Just tools/testing/selftests/kvm/x86/apic_bus_clock_test.

It fails on SKX, CLX, and ICX. It passes on SPR, EMR, and GMR.

> I am using the reproducer from Yuan:
> https://lore.kernel.org/kvm/20240708055559.rl4w5xfhj3uru6j2@yy-desk-7060/
>
> I write -1 to the VMX preemption timer, do VM-Enter, and have the guest
> execute VMCALL to force a VM-Exit. On VM-Exit, we read back the preemption
> timer. The delta should be very small; otherwise, the platform likely has the
> same issue.
>
> I tested several platforms, including EMR. The results are consistent with the
> erratum, i.e., I observed premature VMX preemption-timer VM-Exits, and the
> documented limit did not trigger premature VMX preemption-timer VM-Exits in my
> testing.
>
> >
> >Chao:
> >
> >1) Should we just assume that all Intel CPUs are affected?
>
> I think that is reasonable unless we have explicit evidence to exclude specific
> parts.
>
> >
> >2) Is there any compelling reason not to simplify the limit to 2^25?
>
> We can use 2^25 as a conservative bound, but it is much lower than necessary.
> The current bound comes from theoretical analysis and was validated on multiple
> platforms.

Yes, but how often do guests program their local APIC timer to fire
more than 2^(25 + IA32_VMX_MISC[4:0]) cycles in the future?

> >
> >3) Is it just coincidence that 25 + IA32_VMX_MISC[4:0] (on EMR) == 32,
> >or should the limit be calculated as 32 - IA32_VMX_MISC[4:0]?
>
> My understanding is that hardware scales the preemption-timer value and
> converts it to a 32-bit core crystal clock counter, rather than directly
> using a 32-bit TSC delta. IA32_VMX_MISC[4:0] likely participates in that
> calculation.

That doesn't definitively answer my question. Let me try to rephrase it.

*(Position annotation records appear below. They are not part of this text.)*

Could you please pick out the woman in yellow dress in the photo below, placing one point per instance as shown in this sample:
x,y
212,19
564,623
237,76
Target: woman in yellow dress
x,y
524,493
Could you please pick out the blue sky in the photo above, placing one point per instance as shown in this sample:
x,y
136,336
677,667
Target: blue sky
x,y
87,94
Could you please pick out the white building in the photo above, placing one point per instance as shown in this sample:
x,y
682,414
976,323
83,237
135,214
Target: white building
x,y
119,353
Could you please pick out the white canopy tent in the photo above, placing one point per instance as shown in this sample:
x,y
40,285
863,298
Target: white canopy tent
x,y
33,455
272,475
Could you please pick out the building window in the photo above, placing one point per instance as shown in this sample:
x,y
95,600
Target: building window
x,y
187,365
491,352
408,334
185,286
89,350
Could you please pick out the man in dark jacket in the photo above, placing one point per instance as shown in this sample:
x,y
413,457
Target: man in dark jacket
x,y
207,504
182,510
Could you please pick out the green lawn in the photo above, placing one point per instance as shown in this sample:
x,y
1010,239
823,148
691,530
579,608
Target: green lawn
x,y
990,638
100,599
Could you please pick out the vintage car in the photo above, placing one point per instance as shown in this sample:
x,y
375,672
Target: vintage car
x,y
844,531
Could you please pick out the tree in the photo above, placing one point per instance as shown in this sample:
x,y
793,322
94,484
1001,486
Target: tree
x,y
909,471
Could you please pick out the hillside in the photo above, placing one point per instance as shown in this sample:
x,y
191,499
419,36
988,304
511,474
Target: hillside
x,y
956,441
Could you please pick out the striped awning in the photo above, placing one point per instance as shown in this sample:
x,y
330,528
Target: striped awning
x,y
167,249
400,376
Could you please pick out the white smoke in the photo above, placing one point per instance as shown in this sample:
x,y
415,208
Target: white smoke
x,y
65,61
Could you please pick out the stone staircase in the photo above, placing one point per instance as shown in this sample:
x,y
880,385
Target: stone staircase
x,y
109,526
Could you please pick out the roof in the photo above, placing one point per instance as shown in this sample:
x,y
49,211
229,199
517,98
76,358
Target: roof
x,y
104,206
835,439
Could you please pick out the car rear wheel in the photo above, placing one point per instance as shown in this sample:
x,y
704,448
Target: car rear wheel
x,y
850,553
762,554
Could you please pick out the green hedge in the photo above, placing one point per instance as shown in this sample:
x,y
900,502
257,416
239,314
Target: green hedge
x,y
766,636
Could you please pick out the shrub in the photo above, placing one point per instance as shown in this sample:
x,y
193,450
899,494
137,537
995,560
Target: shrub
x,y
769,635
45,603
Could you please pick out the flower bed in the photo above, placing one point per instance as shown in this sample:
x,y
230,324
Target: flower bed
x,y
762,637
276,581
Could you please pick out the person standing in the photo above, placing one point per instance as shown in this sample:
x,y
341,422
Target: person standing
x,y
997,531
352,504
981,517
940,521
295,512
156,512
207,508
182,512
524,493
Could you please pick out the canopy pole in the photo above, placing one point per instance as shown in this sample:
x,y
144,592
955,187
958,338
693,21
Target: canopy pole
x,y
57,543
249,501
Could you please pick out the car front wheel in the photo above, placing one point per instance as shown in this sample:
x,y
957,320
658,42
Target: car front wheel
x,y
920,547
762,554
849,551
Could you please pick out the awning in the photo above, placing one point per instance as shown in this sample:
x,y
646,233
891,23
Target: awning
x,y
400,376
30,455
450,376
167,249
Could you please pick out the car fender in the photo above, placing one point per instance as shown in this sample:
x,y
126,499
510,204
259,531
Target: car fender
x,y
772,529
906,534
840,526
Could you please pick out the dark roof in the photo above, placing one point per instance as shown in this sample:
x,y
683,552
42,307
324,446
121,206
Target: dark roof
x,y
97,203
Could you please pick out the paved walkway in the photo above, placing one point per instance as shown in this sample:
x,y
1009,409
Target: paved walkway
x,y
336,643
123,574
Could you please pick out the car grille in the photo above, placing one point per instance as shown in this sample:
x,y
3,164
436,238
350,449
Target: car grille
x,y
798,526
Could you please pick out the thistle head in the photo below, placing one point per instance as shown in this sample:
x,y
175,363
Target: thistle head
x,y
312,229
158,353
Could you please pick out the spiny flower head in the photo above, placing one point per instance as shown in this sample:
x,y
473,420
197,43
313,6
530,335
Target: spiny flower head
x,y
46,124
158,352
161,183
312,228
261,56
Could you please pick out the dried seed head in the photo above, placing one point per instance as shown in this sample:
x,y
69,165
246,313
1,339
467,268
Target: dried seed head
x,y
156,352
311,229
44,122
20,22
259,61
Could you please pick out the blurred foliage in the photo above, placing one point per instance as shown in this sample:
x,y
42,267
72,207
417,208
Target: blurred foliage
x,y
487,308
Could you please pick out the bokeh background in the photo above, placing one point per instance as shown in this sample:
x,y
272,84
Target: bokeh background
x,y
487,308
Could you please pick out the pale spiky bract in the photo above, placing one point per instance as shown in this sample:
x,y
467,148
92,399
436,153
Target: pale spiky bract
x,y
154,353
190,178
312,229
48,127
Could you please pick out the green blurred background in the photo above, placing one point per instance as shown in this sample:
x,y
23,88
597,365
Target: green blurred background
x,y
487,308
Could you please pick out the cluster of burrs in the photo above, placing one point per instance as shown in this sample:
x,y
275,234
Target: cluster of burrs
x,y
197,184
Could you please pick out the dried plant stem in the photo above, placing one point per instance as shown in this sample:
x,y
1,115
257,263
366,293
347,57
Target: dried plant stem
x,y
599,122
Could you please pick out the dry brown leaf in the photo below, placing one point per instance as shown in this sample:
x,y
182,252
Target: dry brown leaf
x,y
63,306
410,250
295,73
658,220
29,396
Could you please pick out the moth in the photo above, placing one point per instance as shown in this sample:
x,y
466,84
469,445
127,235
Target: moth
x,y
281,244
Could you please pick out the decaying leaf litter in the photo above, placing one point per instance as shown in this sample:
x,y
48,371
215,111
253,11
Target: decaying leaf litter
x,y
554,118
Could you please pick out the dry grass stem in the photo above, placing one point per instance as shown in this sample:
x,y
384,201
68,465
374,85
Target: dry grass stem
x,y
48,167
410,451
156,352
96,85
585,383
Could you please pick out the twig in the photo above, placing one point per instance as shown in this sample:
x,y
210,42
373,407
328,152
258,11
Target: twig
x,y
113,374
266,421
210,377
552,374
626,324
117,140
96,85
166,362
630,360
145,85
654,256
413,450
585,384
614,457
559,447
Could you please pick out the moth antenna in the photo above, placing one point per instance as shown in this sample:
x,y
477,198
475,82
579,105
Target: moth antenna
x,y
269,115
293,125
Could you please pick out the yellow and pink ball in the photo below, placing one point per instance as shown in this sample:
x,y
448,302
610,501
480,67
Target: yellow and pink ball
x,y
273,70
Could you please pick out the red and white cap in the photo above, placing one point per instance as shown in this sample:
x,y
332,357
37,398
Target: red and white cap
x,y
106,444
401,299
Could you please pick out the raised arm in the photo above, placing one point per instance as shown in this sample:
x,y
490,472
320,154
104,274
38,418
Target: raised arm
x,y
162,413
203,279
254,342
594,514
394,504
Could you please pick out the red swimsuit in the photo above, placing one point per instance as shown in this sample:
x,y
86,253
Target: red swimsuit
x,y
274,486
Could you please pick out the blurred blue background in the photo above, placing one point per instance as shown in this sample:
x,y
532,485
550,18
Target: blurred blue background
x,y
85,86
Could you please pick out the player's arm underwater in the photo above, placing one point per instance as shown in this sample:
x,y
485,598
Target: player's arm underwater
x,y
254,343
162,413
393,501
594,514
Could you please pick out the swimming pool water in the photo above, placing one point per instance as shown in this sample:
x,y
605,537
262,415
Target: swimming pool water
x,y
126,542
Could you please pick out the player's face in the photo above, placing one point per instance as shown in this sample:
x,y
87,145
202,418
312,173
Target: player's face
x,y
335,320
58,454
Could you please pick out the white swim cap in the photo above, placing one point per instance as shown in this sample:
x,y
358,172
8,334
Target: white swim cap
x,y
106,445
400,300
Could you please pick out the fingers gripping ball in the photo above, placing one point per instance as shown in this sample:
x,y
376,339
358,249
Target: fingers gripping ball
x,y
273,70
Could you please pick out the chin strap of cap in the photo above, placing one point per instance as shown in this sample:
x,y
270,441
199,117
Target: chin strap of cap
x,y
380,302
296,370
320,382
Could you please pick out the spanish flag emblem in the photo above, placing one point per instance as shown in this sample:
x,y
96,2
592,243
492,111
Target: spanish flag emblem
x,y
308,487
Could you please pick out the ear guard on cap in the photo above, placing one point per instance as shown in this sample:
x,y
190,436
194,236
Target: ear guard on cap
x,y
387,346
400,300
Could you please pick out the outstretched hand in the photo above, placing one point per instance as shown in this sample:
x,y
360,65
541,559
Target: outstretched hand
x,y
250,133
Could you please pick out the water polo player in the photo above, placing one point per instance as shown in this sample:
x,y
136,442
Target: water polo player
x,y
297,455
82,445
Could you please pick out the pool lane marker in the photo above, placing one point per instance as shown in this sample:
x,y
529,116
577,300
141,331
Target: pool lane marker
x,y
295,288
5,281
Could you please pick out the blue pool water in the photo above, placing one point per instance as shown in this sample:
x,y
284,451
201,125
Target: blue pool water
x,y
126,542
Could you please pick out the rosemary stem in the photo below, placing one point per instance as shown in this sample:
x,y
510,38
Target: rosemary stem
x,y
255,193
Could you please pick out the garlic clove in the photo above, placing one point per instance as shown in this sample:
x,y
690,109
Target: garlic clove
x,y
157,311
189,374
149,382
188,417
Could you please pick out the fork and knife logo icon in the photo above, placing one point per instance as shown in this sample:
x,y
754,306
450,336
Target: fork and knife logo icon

With respect to EMR, you wrote previously, "A mitigation for this
erratum is for software to program the VMX preemption timer for values
below 2^25 * CPUID.15H:EBX[31:0] / CPUID.15H:EAX[31:0]."

My question is whether the exponent, 25, is a fixed value for all
CPUs, regardless of their IA32_VMX_MISC[4:0]. It sounds like you are
saying that the exponent may depend on IA32_VMX_MISC[4:0].